Eu defendia ainda nesse texto, e continuo a fazê-lo, a sua profissionalização (alguns dizem comercialização em sentido pejorativo), concluindo que nisso ele segue os exemplos do Bumba-meu-boi, do samba, da música sertaneja, do Carnaval e do futebol. Qual o motivo de somente a ele se querer interditar esse caminho? Ao ter a oportunidade de segui-lo, investimentos são feitos e empregos são criados com todos os efeitos multiplicadores positivos sobre a geração de renda para amplos setores da população. Acrescento isto: coisas boas e negativas são criadas pela indústria da cultura de massas de que o reggae hoje é parte. Uma possível e idealizada “pureza” de origem fatalmente se altera quando exposta no mercado. Não se pode ter tudo ao mesmo tempo.
Em 24 de agosto de 2003, ao falar da realização em São Luís do Reggae Roots Festival eu dizia:
Hoje, apesar das resistências e preconceitos, já enfraquecidos, porém, como se viu pela presença de muita gente de classe média no evento, o reggae é uma marca maranhense, sem prejuízo de nossas tradições. Estas, ao contrário, se enriquecem com o aporte de elementos importados [...].
[...] não se pode falar de cópia, mas de um processo espontâneo de absorção e diges-tão de elementos de fora, algo semelhante, sem a mesma autoconsciência, à antropofagia, de que nos falavam Oswald de Andrade, Tarsila do Amaral e outros modernistas.
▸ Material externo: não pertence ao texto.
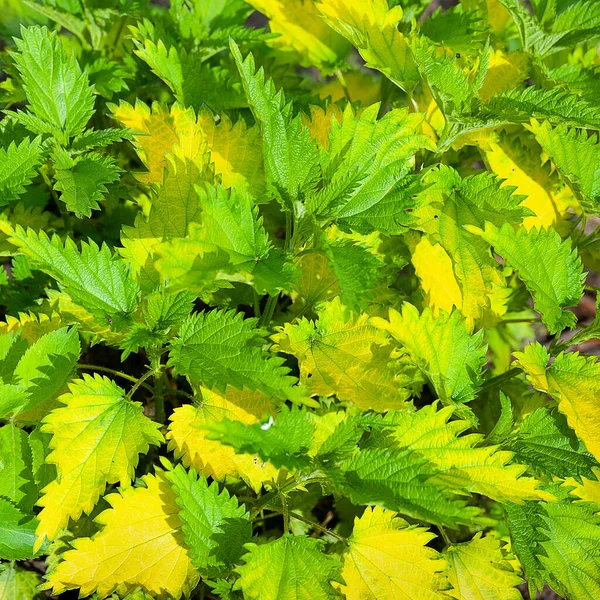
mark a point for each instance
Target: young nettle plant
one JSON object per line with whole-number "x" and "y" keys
{"x": 289, "y": 310}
Era a defesa contra o argumento dos seus adversários acerca da “impureza” de suas origens na Jamaica. O festival revelou, ainda, a existência uma estrutura profissional aqui, em condições de dar suporte ao movimento regueiro e organizá-lo comercialmente. A profissionalização não é tão somente bem-vinda, ela é desejável. Eu terminava assim:
Outras manifestações com forte influência africana também já foram discriminadas no Brasil, mas depois passaram a ser vistas como parte de nosso patrimônio cultural. Agora, não será diferente.
Finalmente, em 2005, a 9 de janeiro, eu falava da
notória reação contra o reggae em nosso meio. Podemos importar o futebol (football), mas não o reggae; o Natal, mas não o reggae; o Papai Noel (São Nicolau), mas não o reggae; e assim por diante. [...]. Amalgamado com traços culturais há mais tempo por estas praias, produziu algo nosso, que por sua vez continuará a sofrer mudanças, como todas as coisas vivas.
As diferentes visões sobre o reggae reproduzem velha controvérsia sobre mudança e permanência e sobre influências culturais exóticas. A mim, me parece que ele tem crescido com pouco ou nenhum apoio do setor público, evidência de sua força e de seu enraizamento no povo. Quantas manifestações populares de hoje passariam no teste de sobreviver com suas próprias forças?